Yikes! Engorgement can hurt, and it is a very common experience after delivery, whether you choose to breastfeed or not. Engorgement is one of those unpleasant aspects of childbirth that few people discuss, making you feel more like a dairy cow than a mother. Learning how to deal with engorgement and understanding the details can help ease your pain and alleviate your fears about the state of your breasts.
Many women begin to fill up with colostrum or leak milk prior to delivery. In fact, about three out of every five women have enough milk in their breasts during pregnancy to manually express it at any time. As the nipples change and delivery approaches, the breasts fill with extra tissues, lymphatic fluid, as well as colostrum and milk. When hormone levels drop after labor, your body starts producing more milk, leading to rapid engorgement. Each woman handles engorgement differently, and symptoms can vary slightly.

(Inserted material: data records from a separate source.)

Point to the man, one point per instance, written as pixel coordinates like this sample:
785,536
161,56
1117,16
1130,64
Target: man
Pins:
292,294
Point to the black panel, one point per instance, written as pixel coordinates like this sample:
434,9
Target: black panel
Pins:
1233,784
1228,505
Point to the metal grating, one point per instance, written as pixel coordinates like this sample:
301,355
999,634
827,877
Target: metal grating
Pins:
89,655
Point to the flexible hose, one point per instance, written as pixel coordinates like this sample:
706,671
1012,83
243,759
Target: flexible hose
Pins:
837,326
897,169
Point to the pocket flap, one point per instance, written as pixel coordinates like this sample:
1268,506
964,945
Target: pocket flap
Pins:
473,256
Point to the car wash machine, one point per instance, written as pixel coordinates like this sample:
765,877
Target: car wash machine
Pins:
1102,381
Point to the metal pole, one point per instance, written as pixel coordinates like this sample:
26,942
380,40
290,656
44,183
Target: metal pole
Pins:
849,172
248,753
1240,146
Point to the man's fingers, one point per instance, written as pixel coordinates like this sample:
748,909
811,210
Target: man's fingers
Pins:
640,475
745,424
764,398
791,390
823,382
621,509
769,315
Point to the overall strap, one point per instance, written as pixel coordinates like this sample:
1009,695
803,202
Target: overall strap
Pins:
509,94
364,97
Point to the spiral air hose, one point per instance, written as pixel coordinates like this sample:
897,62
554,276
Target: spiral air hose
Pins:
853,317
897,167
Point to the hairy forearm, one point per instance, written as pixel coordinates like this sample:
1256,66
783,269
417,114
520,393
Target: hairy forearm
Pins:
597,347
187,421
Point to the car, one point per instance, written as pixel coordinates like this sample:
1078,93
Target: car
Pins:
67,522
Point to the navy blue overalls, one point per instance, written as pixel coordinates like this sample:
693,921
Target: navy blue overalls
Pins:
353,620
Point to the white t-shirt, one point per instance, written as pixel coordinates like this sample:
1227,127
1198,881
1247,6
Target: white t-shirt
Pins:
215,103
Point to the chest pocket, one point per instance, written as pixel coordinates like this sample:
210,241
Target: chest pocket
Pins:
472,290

Typically, when your milk comes in—usually 2-3 days after delivery—your breasts can feel very warm to the touch and as hard as rocks. They become so sensitive that wearing a bra, lying on your stomach, or even having them lightly bumped can bring you to tears. Relief can come from breastfeeding; however, this relief may be short-lived. As your baby suckles, even more milk may flow in, and many women feel as though they are drowning their baby in a sea of breast milk. The best approach is to allow the milk to expel on its own, if possible, before offering the breast to your baby. This way, they won’t be gulping down mouthfuls of milk and gagging with each swallow. If your milk supply is excessive, you can also hand-express or pump when you begin to feel engorged.
For women who are not breastfeeding, engorgement can be a double-edged sword. Many doctors will recommend that you pump to relieve pressure, but this may only increase your milk supply. The problem is that a water balloon filled to capacity has to burst, and that’s exactly how your breasts will feel. Rocking your baby or hearing them cry can trigger a letdown, causing more milk to flow from the mammary glands. For bottle-feeding moms, managing engorgement as best as possible is crucial. Typically, it takes about a week to ten days for milk production to decrease and eventually dry up. You can pump or hand-express milk when the pressure becomes too much; however, allowing it to flow out naturally may be the best option if you’re not planning to breastfeed.
For mothers who breastfeed, engorgement will eventually become a distant memory as you establish a schedule based on supply and demand. By the second or third month, you’ll notice that your milk lets down around feeding time or as your baby begins to suckle.
One of the most frustrating side effects of engorgement, besides the pain, is the leakage that often occurs in the first few weeks after delivery. At night, your breasts may leak, and you might find yourself washing sheets and changing clothes more often than your baby does. Using nursing pads can help; however, placing bed pads underneath you while you sleep may be even more effective. Sexual stimulation can also cause milk letdown, which can be uncomfortable. Unfortunately, leakage—whether on your bed or clothes—can sour and make you feel genuinely icky. As engorgement begins to lessen, this too will pass. In the meantime, use nursing pads and consider wearing snug-fitting undershirts to help prevent leaks and engorgement.
Engorgement can also signal trouble and lead to infection. While it is normal for your breasts to feel warm, if they become hot, itchy, or if the expressed milk contains blood or pus, you may be experiencing a breast infection. One effective way to deal with the pain is to massage your breasts with lotion, starting at your underarms and working down to the nipples. If you feel lumps or bumps, apply enough pressure to help loosen the milk, preventing it from hardening and causing further pain. You can also soak your breasts in the bathtub or shower while massaging them to help ease discomfort.
Another solution for breast engorgement is evening primrose oil. If you are not breastfeeding, consider taking this supplement, which is beneficial for breast care as well as other aspects of postpartum recovery.
Years ago, many women took medications to help dry up milk and lessen engorgement, but these medications are no longer considered safe due to links to serious disorders. Wearing tight wraps around the breasts may provide some relief, but it’s important to allow your breasts to breathe. For many women, going without a bra can be extremely painful once engorgement occurs. Taking doses of Advil or Motrin can be effective because they possess anti-inflammatory properties. Some women who are not breastfeeding find relief from over-the-counter diuretics, which help reduce lymphatic fluid buildup in the breasts.
Engorgement is usually short-lived. While it can be very painful and disruptive to your daily life, it’s comforting to know that it rarely becomes a long-term issue for breastfeeding or bottle-feeding moms. If you have concerns, consult your OBGYN or lactation consultant.